Postby Red Raider on June 5th, 2014, 12:23 am

Physerv24
Hi my name is Houston and I'm from Lubbock TX. Your story sounds like mine and everybody else's on here. Keep your head up your doing all the right things you said you have an EMG on the 12th get it done and make sure they test you thoroughly ok. For example at least three limbs your para spinals, tongue and chin because from MY past experiences you will have doubt and second guess the test results if they are negative you will say "well the didn't test this or they didn't test that" I've been there and done that still am that way a little and I'm sure you will be as well. See there is one thing we all have in common we go to the specialist he say we're fine with BFS and we are good for a week and the twitching gets worse and so do our minds and we are back at square one. It gets better with time as you probably know but have faith in your doctors and only see the best find the best because their you go second guessing yourself well he wasn't good enough or he didn't answer all my questions.

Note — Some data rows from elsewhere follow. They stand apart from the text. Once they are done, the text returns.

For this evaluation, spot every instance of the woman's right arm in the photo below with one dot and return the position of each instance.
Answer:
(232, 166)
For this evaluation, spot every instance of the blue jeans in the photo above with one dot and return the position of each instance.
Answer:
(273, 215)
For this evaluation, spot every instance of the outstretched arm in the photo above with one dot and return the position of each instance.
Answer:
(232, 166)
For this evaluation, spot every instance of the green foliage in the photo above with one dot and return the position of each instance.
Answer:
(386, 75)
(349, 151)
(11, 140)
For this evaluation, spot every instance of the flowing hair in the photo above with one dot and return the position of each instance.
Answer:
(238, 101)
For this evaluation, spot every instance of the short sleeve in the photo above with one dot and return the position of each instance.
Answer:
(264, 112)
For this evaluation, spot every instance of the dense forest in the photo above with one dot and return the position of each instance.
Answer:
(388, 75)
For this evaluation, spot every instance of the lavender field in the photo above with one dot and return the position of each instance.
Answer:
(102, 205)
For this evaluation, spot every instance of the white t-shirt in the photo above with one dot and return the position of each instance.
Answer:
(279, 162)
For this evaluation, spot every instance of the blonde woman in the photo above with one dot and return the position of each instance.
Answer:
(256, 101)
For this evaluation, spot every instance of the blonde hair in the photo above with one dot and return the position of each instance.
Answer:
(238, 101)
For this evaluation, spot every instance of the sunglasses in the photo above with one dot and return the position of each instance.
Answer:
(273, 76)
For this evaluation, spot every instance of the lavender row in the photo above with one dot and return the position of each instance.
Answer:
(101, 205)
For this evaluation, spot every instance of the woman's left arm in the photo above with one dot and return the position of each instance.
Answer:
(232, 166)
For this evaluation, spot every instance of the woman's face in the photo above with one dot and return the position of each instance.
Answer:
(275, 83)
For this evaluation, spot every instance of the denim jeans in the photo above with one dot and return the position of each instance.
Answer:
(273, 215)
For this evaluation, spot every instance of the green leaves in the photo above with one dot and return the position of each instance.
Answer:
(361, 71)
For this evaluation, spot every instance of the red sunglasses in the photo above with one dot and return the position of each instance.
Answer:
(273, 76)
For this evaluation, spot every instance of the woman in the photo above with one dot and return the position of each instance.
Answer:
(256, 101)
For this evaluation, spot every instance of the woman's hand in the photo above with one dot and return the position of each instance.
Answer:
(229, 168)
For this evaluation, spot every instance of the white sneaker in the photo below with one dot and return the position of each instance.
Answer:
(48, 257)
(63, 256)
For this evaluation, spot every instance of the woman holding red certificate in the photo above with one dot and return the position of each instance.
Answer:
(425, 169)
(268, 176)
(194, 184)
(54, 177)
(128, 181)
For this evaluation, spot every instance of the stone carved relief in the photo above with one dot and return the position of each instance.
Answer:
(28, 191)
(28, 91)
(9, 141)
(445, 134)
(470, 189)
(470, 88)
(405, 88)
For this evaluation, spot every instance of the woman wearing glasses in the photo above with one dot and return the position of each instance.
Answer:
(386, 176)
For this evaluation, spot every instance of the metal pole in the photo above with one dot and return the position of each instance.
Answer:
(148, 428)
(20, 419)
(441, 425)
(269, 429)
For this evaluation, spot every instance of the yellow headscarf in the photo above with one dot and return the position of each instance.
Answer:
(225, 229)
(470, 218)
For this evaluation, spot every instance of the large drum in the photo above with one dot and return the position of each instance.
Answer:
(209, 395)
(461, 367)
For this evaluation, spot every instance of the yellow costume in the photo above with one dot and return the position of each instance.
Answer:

Your twitching, I started out feeling weak ya super scary and then I started twitching in my calves and then it blew up all over. This started in January I had a EMG in Feb and the ALS specialist I see is in Dallas TX and he said everything looked good. They will notice a case of ALS as soon as you walk through their doors they find it more on a clinical exam like reflexes and strenght test if you pass all that before the EMG you should be good but I'm no doctor just my opinion. But now I twitch upper body really bad and lower as well but the good thing he told me is they are everywhere and no weakness. Weakness and bad reflexes are the key but if they are singled out by themselves like for instense I had BRISK JAW JERK AND BILATERAL CROSS ADDUCTORS REFLEXES that were found on my clinical that we're bad both are signs of UMD. But he told me single out it's the way my body is wired keep in mind everybody is different. I seen him last week for a follow up and guess what I still had BRISK JAW JERKS AND BILATERAL CROSS ADDUCTORS IN MY LEGS. And I have stayed the same thank the Heavenly Father I pray to God a lot and helps I've had to seek help through a physic so who knows he has helped and saved me a lot of money from falling off the deep like most folks have.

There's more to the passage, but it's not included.